Peer to Peer, We Can Change the World
As a member of Teen Peer Court, Austin Park has seen first hand the positive impact youth peer to peer mentors have on not only the youth being mentored, but on the mentors themselves. Using both statistics and anecdotes, Austin will show that peer to peer programs can turn communities around. He will question why youth are reluctant to become leaders, and give practical methods for spreading leadership through the community’s youth. Austin is a senior at Santa Cruz High School and serves as Youth Chief of Police on the Santa Cruz Youth City Council.

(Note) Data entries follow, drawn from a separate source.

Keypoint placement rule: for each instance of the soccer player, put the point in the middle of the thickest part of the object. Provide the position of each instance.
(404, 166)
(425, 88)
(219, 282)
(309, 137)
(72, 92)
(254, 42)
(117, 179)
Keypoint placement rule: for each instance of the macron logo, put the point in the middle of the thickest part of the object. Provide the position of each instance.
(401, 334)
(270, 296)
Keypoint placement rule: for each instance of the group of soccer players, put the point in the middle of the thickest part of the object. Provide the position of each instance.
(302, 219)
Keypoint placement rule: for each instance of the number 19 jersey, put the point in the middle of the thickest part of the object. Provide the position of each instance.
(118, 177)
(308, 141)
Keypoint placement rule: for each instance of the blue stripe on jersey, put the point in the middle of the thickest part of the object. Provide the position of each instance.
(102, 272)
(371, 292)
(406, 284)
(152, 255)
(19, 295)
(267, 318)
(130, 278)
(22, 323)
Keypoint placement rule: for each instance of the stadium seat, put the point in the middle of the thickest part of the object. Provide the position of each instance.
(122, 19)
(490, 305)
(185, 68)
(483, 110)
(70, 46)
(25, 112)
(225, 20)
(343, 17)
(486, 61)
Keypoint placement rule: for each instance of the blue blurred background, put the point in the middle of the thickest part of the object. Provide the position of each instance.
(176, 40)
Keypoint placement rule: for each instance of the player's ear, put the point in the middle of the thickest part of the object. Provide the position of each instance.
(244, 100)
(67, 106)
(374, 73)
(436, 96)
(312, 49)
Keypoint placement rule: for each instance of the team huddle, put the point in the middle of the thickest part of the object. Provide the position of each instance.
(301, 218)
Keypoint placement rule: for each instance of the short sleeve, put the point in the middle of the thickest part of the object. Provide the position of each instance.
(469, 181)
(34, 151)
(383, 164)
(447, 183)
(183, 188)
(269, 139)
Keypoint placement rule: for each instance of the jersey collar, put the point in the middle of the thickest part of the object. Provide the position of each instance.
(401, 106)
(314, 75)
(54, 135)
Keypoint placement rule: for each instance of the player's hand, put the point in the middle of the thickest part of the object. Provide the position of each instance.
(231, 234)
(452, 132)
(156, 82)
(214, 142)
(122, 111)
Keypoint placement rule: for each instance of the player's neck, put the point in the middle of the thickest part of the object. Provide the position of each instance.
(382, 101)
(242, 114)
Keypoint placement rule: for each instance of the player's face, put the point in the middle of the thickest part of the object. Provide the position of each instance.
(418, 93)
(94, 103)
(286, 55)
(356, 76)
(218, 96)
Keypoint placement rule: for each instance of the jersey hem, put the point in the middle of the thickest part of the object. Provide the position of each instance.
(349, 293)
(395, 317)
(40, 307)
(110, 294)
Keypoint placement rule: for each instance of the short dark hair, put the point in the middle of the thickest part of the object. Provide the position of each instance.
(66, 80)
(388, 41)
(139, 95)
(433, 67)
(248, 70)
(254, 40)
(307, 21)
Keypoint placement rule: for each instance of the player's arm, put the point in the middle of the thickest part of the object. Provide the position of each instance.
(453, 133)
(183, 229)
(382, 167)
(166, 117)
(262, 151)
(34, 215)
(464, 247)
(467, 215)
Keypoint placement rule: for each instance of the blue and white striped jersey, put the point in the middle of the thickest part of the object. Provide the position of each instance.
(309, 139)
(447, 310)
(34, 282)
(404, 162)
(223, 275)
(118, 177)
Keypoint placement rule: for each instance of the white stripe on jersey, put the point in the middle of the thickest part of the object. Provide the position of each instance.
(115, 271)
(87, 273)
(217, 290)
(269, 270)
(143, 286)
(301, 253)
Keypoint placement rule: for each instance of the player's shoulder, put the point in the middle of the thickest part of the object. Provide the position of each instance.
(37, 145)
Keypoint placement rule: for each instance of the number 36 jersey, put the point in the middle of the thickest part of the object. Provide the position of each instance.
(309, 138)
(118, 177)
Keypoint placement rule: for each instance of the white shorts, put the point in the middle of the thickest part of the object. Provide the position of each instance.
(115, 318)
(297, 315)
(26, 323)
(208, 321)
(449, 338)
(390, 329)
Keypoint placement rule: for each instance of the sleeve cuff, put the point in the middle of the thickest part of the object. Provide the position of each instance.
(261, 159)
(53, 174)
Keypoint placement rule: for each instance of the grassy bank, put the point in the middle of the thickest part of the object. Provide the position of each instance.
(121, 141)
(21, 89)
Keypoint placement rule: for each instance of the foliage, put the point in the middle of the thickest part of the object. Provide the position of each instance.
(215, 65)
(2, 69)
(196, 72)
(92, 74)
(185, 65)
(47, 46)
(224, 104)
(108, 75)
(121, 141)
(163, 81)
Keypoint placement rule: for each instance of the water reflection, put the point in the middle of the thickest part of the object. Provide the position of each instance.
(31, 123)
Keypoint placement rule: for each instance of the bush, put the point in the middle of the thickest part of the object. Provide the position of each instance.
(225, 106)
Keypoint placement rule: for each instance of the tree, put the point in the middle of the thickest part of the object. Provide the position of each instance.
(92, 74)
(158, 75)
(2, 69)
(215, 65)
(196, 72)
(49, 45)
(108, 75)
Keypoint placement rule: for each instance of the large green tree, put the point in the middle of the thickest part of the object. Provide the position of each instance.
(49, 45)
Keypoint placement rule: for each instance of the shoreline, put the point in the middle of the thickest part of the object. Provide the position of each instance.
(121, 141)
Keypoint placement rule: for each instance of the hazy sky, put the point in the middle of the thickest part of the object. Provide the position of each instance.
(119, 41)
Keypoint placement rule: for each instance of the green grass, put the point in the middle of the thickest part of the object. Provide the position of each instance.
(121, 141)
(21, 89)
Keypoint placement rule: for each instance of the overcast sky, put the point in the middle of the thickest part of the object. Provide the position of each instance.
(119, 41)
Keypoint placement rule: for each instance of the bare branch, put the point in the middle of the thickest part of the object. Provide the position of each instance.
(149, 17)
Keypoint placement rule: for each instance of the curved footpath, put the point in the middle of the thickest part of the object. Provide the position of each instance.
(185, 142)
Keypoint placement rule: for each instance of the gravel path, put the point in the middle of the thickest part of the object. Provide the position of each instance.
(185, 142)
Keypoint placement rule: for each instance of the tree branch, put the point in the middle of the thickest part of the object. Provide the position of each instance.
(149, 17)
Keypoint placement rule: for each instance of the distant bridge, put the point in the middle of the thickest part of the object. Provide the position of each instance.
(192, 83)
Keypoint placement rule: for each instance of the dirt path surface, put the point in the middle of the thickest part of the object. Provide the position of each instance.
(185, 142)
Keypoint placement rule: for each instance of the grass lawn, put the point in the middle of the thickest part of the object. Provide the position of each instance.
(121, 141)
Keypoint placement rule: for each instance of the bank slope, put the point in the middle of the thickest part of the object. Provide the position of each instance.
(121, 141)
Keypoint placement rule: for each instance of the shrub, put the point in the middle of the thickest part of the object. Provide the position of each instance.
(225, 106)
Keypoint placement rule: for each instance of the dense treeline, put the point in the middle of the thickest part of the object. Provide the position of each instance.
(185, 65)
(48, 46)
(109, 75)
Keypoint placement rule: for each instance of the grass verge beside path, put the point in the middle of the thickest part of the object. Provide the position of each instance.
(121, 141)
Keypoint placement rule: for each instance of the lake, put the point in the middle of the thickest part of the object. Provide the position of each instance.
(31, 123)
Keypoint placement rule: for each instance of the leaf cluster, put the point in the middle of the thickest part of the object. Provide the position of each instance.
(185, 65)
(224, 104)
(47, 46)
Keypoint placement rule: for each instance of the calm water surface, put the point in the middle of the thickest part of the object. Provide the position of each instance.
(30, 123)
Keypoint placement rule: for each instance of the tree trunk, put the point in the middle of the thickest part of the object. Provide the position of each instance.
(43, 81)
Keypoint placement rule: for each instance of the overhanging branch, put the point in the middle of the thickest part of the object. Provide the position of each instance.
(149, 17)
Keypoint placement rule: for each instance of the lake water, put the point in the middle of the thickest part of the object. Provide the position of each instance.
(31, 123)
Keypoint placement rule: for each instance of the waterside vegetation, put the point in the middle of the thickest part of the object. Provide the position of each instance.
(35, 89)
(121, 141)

Why Not Choose Your Own Religion?
Casey currently serves as Mayor for the Santa Cruz Youth City Council. In addition to being an actor and musician, Casey is an outspoken advocate for improving the quality of life in Santa Cruz County by promoting bicycling and other forms of sustainable transportation. He has read the Koran, the Bible and the Talmut cover to cover and will encourage youth to make their own personal choices when it comes to religion, spirituality or faith (whatever you want to call it!) And, he just might entertain us with some banjo, too.
Off the Wall
Andrew is an artist with an idea worth spreading: Let’s use a particular kind of art to cover the walls of our cities, one that graffiti won’t stick to. It is a way to beautify our community and it allows youth to participate in a way that is fun and environmentally friendly. You’ll have to come to TEDxYouth@Watsonville to see city walls transformed into gardens of art. Andrew is a sophomore at Ceiba High in Watsonville.

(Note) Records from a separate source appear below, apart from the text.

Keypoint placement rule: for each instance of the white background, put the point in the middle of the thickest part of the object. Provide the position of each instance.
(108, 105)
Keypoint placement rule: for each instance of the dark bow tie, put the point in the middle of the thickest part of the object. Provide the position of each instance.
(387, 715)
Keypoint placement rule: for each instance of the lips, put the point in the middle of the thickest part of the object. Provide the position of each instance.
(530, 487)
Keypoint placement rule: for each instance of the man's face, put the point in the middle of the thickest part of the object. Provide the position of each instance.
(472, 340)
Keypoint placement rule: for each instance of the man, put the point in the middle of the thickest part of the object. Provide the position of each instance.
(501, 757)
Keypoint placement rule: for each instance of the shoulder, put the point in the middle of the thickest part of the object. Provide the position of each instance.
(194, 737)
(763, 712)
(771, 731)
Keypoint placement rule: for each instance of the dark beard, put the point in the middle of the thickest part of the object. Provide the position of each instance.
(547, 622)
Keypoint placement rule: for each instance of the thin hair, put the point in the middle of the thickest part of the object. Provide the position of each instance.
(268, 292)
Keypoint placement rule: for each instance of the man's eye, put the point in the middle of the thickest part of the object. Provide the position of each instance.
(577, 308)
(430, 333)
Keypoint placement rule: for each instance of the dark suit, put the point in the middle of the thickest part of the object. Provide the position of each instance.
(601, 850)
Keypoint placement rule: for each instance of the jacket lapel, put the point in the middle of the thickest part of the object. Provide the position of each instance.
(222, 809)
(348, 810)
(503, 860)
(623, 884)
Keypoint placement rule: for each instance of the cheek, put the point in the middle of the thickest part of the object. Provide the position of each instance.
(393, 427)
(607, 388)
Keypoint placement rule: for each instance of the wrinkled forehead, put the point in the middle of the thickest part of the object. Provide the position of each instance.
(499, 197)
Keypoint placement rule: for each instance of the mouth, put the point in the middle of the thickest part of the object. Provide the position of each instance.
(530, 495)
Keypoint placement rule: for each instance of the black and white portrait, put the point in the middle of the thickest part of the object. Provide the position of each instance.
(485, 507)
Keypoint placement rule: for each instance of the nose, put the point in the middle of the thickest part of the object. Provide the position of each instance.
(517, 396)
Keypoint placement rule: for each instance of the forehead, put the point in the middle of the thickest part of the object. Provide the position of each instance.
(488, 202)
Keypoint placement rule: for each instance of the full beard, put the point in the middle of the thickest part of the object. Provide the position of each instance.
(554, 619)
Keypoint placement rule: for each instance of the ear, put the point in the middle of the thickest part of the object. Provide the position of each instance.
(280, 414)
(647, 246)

Nahara Villalobos and John Anthony Murillo
Every day we make choices that can change the course of our lives; some choices lead to success and some to death. Nahara is a junior at Watsonville High School and made a choice one day that set her life on a new path. Illustrating her own personal story, Nahara will challenge youth to consider the consequences of choices made by youth and for youth. Nahara’s will be joined by Watsonville High student John Anthony Murillo who will set her message of Choices to ra
Why Not Put the Gun Down?
At the age of seven, in Chiapas, Mexico, Yoni was shot during the uprising of the Zapatistas. Immigrating to the United States, Yoni was bullied at school and sought protection from a gang when he attended Watsonville High. Yoni’s life story and message: Why Not Put the Gun Down? is relevant for youth involved in gangs and adults involved in war. Yoni’s life is a story of triumph and courage.
Watsonville High School Senior Jackie Lopez will wrap up the day with a beautiful rendition of Bésame. All participants are invited on stage for Jackie’s closing song as we consider together…¿Por qué no?